Ich habe mir vorgenommen, gelassener zu werden. Wo man kann, sollte man ja Stress vermeiden. Nicht dass Sie jetzt denken, ich würde bei jedem kleinen Bisschen an die Decke gehen. Niemals. Jedenfalls habe ich bisher noch keine entsprechenden Rückmeldungen aus dem Kollegenkreis bekommen.
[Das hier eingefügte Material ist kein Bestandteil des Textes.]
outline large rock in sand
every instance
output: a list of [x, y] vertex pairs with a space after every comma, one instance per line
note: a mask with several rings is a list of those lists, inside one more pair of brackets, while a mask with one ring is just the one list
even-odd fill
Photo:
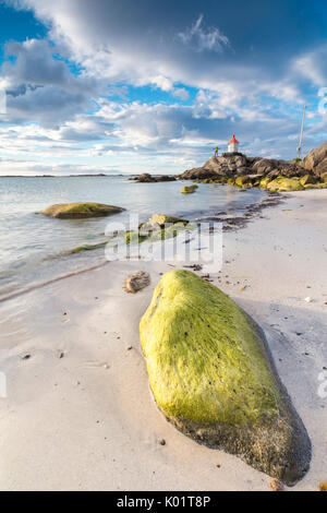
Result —
[[105, 205], [102, 203], [58, 203], [48, 206], [43, 214], [60, 219], [81, 219], [86, 217], [100, 217], [123, 212], [120, 206]]
[[293, 485], [311, 443], [271, 363], [263, 332], [189, 271], [157, 286], [141, 321], [154, 398], [179, 430]]

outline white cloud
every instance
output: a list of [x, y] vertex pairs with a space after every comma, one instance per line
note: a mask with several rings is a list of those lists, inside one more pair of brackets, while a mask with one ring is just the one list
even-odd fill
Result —
[[184, 32], [180, 32], [178, 37], [184, 45], [195, 49], [195, 51], [218, 51], [221, 52], [225, 47], [230, 46], [227, 36], [221, 34], [218, 27], [204, 28], [204, 15], [199, 14], [196, 22]]

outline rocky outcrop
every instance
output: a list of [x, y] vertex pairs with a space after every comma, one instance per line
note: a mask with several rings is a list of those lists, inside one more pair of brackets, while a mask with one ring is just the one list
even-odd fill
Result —
[[159, 181], [175, 181], [174, 177], [170, 177], [168, 175], [162, 175], [161, 177], [153, 177], [148, 172], [144, 172], [143, 175], [138, 175], [138, 177], [132, 178], [140, 183], [153, 183]]
[[300, 178], [286, 178], [286, 177], [278, 177], [274, 180], [270, 180], [266, 189], [268, 191], [277, 191], [277, 192], [288, 192], [288, 191], [303, 191], [304, 187], [302, 186]]
[[305, 169], [318, 176], [327, 172], [327, 141], [322, 146], [308, 152], [306, 157], [303, 158], [302, 165]]
[[147, 222], [152, 226], [160, 226], [160, 228], [164, 228], [165, 225], [169, 224], [177, 224], [177, 223], [182, 223], [183, 225], [187, 225], [189, 220], [182, 219], [181, 217], [173, 217], [172, 215], [166, 215], [166, 214], [154, 214]]
[[263, 332], [228, 296], [190, 271], [171, 271], [140, 331], [154, 398], [180, 431], [288, 485], [304, 476], [305, 428]]
[[269, 176], [270, 178], [282, 175], [286, 178], [292, 178], [307, 175], [307, 169], [296, 162], [232, 155], [230, 157], [211, 157], [203, 167], [184, 171], [180, 179], [232, 178], [249, 175]]
[[120, 206], [105, 205], [102, 203], [58, 203], [48, 206], [43, 211], [43, 214], [59, 219], [82, 219], [118, 214], [124, 210]]
[[182, 194], [192, 194], [197, 189], [197, 186], [185, 186], [181, 189]]

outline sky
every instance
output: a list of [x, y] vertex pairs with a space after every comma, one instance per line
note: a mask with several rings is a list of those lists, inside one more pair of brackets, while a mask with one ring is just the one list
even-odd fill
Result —
[[[326, 99], [326, 108], [325, 108]], [[0, 175], [178, 174], [327, 140], [326, 0], [0, 0]]]

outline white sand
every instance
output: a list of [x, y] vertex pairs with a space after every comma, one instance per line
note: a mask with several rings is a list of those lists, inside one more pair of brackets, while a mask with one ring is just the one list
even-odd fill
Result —
[[[316, 490], [327, 478], [327, 191], [289, 194], [263, 215], [225, 234], [221, 288], [266, 332], [313, 443], [292, 489]], [[0, 305], [2, 490], [268, 490], [265, 474], [179, 433], [149, 394], [138, 322], [169, 269], [109, 263]], [[152, 286], [126, 295], [137, 270]]]

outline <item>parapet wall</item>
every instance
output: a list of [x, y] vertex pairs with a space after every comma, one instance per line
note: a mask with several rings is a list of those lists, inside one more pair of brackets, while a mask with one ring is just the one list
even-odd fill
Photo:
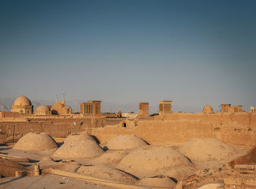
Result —
[[119, 125], [94, 128], [91, 134], [103, 143], [117, 134], [134, 134], [154, 145], [180, 145], [192, 138], [217, 138], [236, 145], [256, 144], [255, 113], [173, 113], [157, 116], [154, 120], [139, 120], [135, 125], [135, 128]]
[[251, 126], [256, 127], [256, 113], [255, 112], [236, 112], [236, 113], [172, 113], [163, 115], [155, 116], [155, 120], [199, 120], [203, 123], [212, 123], [216, 126], [227, 123], [236, 123], [242, 126]]
[[[180, 145], [192, 138], [209, 137], [230, 144], [256, 144], [256, 113], [252, 112], [173, 113], [157, 116], [154, 120], [70, 117], [19, 120], [0, 122], [0, 143], [15, 141], [29, 132], [45, 132], [53, 137], [66, 137], [69, 134], [86, 130], [102, 143], [117, 134], [134, 134], [150, 144], [157, 145]], [[124, 121], [125, 128], [124, 124], [120, 124]]]
[[31, 119], [29, 121], [0, 122], [0, 144], [17, 142], [22, 136], [29, 132], [45, 132], [53, 137], [61, 138], [72, 133], [84, 131], [92, 127], [102, 127], [105, 125], [105, 118], [42, 118]]

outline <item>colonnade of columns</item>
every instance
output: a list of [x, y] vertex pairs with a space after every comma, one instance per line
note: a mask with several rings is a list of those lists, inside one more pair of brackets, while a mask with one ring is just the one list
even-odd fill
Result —
[[80, 110], [83, 114], [95, 114], [94, 104], [80, 104]]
Aber vielleicht trauen sie sich auch einfach nicht.
Es gibt allerdings diese kleinen Situationen, in denen es auch mir schwerfällt, die Ruhe zu bewahren. Wenn Sie wie ich jeden Tag mit dem Auto vor roten Ampeln stehen, wissen Sie vielleicht, was ich meine. Die Ampeln an sich sind da weniger das Problem. Die können ja letztlich nichts dafür, dass sie immer dann, wenn man beschleunigt, von Grün auf Gelb und dann auf Rot springen. Das ist halt ihr Job. Die viel größere Provokation sind die Autofahrer vor den Ampeln. Man kann sie wunderbar in drei Kategorien einteilen: Da wären die Spätzünder, die Umdreher und die Platzlasser.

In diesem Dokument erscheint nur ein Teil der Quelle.